The Hopeless Romantic
I am a prime example of this. I spend my days dreaming of a knight in shining armor. I repeatedly fall victim to the whirlwind romance and often scan Craigslist for my “Missed Connection.” I buy plane tickets for exes on flukes with the hopes that I’ll get a phone call the day of arrival, and I think “The Rules of Attraction” is a terribly romantic movie-yikes. With tactics like these, my damage creates a nearly impossible obstacle for any man.

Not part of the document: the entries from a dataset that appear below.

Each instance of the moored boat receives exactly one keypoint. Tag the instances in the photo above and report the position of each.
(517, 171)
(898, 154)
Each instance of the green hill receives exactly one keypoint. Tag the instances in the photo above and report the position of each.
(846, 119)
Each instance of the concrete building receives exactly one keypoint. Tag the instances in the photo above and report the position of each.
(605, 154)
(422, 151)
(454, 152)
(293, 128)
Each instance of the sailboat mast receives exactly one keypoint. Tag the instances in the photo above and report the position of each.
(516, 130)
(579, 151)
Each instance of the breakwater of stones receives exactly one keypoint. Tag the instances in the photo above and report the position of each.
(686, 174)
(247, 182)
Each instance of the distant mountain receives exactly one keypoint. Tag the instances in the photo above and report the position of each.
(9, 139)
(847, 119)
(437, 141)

I Heart You, Mr. Unavailable
My friend, Sara, repeatedly falls for guys who are unavailable in some way. Her latest conquest sounds like the most perfect guy alive, except for those few thousand miles between them. She says she really likes him, and I don’t doubt it, but I can’t help but wonder what would’ve come of their relationship if he had a Florida driver’s license. Sara’s damage is not the worst kind, because she’s not entirely lonely, but the course of the relationship is painfully unpredictable.
I Want What I Can’t Have
One of my best friends, Chris, needs to pick up a copy of “She’s Just Not That Into You.” This guy always wants what he simply cannot have, and seems to miss that he can’t have it because it’s not interested in him. While on one hand, he’s got chicks throwing themselves at him left and right, he seems to have tunnel vision for the one out of 200 who wants nothing to do with him. Chris’s damage is bad, because he can’t help but over-analyze every little detail that to a normal person screams “Danger,” but to him spells “l-o-v-e.”
The Rescue Fantasy
My old boss, Steve, exclusively dates strippers. Besides what’s inherently wrong with that, he especially has a knack for finding the ones with the most baggage: abusive boyfriends, cocaine habits, children, etc. His modus operandi goes as follows: find suitable stripper, cling on tight, let her walk all over you in her stripper heels with the hopes that you can rescue her, then sulk around because she dumped you for her ex, his temper and his bag of coke.
Steve’s damage is the worst, particularly because he’s 34 and still chasing his rescue fantasy. Sara, Chris and I have years before our damage gets to that point. We have time to catch our damages in their infancies and nurture them to reach normalcy. Perhaps today you should take a step back and ask yourself what your damage is so that you don’t end up like Steve: 34, lonely and a back scarred by stripper heels.